Thursday, July 3, 2008

Unspoken, a Novella


I recently picked up a small book written by Francine Rivers called "Unspoken" and started reading it yesterday at the pool. It's a short novella about Bathsheba, a woman in the Bible whose life was marked by beauty, pain, death and sorrow. It's also about her relationship with King David, the second King of Israel. As I'm reading this author's take on the stories surrounding their lives, I'm reminded that my every day decisions are writing my life story too.

As a Christ follower who has read through the Bible several times, it's only once in awhile that I'm struck with the realization that the people were very human and lived lives full of difficulty, challenges and pain. Most of the stories recorded are about people who lived in the Middle East in much rougher conditions than you and I will ever know in the USA. Yet they are all listed in Hebrews 11 as champions of faith.

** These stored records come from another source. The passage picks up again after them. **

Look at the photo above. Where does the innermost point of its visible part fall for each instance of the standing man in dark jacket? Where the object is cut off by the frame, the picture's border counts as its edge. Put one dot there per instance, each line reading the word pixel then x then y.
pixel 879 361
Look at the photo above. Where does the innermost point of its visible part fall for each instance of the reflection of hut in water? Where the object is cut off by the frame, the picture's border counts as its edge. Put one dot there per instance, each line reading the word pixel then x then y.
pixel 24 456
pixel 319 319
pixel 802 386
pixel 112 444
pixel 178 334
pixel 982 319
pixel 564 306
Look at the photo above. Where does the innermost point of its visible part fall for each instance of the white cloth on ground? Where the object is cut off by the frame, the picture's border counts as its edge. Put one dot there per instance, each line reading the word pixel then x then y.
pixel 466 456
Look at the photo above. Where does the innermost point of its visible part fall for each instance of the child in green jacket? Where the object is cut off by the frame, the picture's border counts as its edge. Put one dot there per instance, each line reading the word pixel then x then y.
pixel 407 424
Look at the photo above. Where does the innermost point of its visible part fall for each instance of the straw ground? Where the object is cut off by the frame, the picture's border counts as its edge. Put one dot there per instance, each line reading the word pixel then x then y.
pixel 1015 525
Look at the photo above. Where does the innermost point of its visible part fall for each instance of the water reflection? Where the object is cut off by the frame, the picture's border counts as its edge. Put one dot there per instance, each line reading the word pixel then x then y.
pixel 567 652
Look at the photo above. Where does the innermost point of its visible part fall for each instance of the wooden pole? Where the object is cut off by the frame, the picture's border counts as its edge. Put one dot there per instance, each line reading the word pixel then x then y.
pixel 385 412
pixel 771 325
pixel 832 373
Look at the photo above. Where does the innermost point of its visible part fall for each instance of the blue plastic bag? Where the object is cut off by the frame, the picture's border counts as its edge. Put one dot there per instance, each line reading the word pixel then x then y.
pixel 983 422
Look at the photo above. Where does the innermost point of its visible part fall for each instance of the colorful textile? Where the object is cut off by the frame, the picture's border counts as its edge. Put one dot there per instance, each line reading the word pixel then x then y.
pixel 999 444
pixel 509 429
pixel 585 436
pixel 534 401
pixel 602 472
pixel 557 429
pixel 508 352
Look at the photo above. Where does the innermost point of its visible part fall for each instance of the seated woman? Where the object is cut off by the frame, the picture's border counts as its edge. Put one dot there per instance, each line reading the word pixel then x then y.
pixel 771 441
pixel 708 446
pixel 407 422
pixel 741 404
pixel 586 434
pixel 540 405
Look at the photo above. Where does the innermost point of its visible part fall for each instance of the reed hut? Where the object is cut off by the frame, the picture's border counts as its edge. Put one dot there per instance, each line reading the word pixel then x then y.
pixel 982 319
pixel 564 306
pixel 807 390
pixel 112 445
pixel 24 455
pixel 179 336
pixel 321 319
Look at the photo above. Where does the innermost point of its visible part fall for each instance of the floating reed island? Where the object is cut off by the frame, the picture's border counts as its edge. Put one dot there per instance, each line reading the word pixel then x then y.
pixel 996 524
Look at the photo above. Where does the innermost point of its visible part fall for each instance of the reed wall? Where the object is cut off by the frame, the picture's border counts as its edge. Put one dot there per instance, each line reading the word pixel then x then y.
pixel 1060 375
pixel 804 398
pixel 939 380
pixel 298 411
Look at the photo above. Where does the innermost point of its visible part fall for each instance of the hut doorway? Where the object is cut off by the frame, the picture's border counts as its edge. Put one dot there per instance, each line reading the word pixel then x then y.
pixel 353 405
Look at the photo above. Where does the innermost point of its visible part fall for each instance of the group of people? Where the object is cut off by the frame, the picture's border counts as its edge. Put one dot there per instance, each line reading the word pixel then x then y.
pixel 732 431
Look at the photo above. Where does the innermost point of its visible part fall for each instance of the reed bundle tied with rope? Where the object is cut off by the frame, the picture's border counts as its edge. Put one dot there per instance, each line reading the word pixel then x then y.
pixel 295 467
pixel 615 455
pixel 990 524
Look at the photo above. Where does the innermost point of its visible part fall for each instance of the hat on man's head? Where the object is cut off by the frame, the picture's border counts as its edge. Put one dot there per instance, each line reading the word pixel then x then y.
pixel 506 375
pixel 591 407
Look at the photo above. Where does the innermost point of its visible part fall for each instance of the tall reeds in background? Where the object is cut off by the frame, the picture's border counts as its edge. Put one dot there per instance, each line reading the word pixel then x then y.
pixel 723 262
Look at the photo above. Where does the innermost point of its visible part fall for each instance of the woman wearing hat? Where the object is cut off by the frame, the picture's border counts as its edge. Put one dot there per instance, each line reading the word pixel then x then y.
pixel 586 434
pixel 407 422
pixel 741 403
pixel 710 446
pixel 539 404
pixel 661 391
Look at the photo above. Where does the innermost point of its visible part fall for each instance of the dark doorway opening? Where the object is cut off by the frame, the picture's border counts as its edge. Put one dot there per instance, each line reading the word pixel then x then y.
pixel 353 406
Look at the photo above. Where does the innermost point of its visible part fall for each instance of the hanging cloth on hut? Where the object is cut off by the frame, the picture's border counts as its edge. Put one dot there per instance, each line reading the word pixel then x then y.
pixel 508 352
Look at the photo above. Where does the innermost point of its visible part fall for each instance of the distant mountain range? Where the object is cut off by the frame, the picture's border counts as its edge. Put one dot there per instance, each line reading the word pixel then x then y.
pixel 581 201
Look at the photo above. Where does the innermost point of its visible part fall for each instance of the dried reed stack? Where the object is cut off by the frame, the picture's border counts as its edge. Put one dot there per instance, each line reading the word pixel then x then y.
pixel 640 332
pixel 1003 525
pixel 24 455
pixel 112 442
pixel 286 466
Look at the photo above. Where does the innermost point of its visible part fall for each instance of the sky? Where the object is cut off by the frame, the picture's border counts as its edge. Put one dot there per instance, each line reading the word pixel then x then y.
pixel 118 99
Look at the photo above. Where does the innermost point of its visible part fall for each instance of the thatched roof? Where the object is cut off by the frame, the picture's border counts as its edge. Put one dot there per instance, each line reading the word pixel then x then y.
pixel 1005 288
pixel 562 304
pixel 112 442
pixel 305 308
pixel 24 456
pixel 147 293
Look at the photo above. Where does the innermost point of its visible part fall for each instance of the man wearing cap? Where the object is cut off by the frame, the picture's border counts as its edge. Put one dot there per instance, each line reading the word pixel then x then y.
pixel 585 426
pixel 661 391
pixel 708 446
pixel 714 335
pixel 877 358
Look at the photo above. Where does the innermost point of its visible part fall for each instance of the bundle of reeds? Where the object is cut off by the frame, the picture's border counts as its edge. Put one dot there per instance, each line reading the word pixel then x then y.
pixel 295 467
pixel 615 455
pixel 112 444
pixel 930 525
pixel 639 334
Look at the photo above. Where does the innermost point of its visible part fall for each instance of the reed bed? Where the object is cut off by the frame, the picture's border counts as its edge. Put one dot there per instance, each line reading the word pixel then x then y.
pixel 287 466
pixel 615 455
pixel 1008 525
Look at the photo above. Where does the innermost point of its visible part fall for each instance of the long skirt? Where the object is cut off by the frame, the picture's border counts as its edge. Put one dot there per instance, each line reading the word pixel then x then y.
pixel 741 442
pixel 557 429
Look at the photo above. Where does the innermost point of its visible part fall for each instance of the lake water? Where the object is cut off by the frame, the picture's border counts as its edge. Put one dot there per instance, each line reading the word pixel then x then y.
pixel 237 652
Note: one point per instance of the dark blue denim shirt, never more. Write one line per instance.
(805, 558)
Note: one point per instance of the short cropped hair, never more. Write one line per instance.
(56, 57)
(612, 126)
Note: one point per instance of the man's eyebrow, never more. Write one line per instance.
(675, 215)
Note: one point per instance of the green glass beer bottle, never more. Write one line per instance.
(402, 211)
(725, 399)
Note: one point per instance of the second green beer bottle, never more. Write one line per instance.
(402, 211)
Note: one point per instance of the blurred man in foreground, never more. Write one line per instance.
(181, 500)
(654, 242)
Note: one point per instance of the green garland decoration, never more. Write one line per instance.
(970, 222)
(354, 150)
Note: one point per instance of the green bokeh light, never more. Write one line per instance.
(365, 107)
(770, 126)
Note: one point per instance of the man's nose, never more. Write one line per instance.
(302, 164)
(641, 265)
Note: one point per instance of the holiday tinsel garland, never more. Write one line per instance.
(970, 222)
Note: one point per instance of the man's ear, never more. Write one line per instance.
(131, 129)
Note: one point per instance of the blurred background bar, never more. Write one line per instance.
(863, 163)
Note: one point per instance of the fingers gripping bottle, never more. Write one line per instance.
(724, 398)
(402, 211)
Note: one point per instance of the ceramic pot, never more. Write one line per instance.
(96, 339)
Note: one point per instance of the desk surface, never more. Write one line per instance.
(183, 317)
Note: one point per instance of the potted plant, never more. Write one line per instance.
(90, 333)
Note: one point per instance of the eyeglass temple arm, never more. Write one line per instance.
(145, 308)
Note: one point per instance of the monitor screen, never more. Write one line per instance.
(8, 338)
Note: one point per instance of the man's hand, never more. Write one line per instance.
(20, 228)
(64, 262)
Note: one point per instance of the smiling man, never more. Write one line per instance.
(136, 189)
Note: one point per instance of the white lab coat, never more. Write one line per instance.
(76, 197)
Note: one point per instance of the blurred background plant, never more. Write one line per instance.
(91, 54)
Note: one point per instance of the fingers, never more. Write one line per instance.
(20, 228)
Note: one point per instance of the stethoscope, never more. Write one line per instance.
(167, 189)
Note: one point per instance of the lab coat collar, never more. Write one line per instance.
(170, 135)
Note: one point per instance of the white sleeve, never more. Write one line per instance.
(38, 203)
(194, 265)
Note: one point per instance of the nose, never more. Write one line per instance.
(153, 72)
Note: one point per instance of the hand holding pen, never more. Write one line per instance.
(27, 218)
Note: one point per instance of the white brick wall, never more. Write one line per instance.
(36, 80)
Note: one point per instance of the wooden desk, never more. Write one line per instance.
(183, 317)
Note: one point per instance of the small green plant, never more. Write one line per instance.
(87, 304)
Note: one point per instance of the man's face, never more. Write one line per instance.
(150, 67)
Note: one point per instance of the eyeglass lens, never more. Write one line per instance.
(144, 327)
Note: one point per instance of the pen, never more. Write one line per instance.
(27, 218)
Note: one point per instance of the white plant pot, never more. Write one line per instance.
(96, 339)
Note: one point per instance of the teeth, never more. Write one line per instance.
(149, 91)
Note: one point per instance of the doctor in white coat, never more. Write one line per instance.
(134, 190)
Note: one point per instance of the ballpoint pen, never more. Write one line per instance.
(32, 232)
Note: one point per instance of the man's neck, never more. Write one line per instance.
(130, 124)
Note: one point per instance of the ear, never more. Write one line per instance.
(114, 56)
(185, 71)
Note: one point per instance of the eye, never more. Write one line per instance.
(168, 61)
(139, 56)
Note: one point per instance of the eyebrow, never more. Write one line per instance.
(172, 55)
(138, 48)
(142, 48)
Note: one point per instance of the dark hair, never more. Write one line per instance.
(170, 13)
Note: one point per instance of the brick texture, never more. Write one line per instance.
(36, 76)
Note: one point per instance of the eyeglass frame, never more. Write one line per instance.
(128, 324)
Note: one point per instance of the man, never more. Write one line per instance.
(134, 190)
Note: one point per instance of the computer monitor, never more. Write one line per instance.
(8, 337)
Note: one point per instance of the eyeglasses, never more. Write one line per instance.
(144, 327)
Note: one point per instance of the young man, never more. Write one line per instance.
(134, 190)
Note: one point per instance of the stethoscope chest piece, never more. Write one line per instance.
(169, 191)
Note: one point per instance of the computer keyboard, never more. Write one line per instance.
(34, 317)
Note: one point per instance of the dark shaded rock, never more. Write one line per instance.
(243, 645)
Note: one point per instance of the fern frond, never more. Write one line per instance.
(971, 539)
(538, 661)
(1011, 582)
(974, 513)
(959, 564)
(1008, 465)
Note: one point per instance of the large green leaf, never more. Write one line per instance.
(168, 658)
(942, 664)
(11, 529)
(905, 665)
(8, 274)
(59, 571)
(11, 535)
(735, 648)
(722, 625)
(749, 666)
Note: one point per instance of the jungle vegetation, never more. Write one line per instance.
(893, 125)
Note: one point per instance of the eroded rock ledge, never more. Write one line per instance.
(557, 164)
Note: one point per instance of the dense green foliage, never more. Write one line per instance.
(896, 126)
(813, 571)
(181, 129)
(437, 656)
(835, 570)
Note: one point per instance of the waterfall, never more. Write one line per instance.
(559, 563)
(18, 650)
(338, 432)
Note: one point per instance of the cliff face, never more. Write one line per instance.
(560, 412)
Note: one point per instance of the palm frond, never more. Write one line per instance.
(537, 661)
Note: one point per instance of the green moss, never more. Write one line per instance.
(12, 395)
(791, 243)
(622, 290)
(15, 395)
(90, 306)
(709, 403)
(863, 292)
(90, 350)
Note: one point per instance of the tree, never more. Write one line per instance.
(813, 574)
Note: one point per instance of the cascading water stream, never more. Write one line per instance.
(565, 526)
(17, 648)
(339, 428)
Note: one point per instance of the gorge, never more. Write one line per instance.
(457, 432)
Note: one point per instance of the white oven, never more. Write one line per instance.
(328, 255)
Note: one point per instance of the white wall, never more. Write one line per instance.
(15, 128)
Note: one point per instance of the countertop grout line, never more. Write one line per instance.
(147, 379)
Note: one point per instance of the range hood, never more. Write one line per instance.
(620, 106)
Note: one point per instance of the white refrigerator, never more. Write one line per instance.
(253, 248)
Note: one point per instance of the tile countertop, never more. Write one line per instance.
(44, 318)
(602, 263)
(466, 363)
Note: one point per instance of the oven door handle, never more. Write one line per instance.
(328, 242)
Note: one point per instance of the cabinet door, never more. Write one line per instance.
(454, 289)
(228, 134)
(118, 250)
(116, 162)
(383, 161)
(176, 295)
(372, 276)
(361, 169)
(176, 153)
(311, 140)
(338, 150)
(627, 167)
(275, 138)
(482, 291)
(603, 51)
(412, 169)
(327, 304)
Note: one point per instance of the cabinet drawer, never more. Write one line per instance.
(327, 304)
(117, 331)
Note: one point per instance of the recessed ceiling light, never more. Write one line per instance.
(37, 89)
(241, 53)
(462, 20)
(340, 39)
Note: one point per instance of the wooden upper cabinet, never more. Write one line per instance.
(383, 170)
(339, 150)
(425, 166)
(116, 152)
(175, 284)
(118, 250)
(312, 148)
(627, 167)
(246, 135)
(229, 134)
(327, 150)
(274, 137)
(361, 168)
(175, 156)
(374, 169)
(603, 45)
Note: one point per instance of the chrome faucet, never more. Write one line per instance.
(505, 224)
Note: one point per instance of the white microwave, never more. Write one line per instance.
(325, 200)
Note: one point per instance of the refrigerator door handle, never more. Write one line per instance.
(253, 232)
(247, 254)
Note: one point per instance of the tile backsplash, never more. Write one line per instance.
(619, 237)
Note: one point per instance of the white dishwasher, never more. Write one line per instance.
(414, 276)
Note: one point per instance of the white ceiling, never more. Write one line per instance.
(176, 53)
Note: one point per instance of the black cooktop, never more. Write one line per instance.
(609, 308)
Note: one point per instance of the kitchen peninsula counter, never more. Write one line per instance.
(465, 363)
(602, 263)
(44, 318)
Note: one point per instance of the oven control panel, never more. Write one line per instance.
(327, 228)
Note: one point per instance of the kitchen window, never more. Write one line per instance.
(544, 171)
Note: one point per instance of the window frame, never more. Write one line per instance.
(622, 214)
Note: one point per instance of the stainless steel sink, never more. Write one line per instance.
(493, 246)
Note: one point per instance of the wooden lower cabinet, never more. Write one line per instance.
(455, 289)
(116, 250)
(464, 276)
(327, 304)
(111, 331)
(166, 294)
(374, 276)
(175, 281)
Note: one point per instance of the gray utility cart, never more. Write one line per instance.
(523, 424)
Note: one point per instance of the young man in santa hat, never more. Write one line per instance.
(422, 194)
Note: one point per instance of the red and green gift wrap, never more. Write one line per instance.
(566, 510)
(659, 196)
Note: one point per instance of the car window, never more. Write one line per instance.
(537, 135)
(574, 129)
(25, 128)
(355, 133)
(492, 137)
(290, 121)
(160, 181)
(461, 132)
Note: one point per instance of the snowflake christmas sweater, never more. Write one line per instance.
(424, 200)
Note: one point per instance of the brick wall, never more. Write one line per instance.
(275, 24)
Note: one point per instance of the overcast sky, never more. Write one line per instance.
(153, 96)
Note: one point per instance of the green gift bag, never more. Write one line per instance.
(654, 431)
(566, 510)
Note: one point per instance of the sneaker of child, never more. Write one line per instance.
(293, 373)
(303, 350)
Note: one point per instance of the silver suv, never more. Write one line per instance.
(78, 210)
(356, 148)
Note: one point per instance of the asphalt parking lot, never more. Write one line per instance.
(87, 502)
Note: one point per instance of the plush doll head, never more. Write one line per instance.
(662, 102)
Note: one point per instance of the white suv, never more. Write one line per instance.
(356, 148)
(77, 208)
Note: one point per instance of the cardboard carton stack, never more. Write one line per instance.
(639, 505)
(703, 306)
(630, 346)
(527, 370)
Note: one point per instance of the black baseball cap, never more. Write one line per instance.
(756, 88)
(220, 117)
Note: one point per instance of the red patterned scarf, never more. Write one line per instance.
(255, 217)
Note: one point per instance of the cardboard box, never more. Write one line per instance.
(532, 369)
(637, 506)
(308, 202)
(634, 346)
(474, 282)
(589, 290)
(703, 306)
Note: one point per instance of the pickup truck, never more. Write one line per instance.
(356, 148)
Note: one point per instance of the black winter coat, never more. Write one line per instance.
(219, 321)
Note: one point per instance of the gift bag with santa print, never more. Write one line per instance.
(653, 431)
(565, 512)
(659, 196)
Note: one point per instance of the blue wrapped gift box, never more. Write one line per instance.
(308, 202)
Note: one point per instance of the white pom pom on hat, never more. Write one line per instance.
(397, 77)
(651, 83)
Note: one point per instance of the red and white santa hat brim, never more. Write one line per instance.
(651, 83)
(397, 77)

Life is long and I'm confronted with the truth that it's not about how well you start, but how well you finish. I want to finish well. Sometimes I choose well and other times I stumble, fumble and bumble. It's in those latter moments that I'm so thankful God is not a quitter. He doesn't give up on me. He's like the eternal coach on the side of the pool or near the race, yelling out to keep going, keep pushing. What I love is when I'm not stellar, when I'm not doing my best and He doesn't give up on me. He even jumps in the race with me and runs that last lap when I'm fighting for dear life. He loves it that I'm looking to Him and trusting Him to do a deeper work inside. He remains faithful, always calling me forward and upward. I appreciate the fact that He can do this with such authority. He's not just a coach, a good friend or a relative full of encouragement and/or correction, but He is King of nations, galaxies undiscovered, holding the world in His hands and He can call me to follow Him out of my own darkness with great strength.

I'm about half way through the Novella and I'm surprised again that God is so long-suffering with us. He is patient, kind, yet strong and unrelenting in calling us out of the things that bring us down in our humanity. I guess I never really focused on the pain David and Bathsheba caused other people because of their decisions. I'm a romantic and I'm always looking for the love story, the glory story. And I guess I realized again while reading this little book that in this life, things aren't always romantic. We will all experience sorrow, failure, suffering, pain. We will all make bad decisions and good ones too but who is my audience? What am I living for? What motivates me to press on? My coach Jesus. I know that my life is for the audience of One and I know that I'm living for His purposes. I despise that it would be in outward gestures for He knows my heart and He goes to the secret crevices of my pain and my perspective and brings life there. I want to be genuine in this faith walk and in my humanity I was encouraged through this Novella.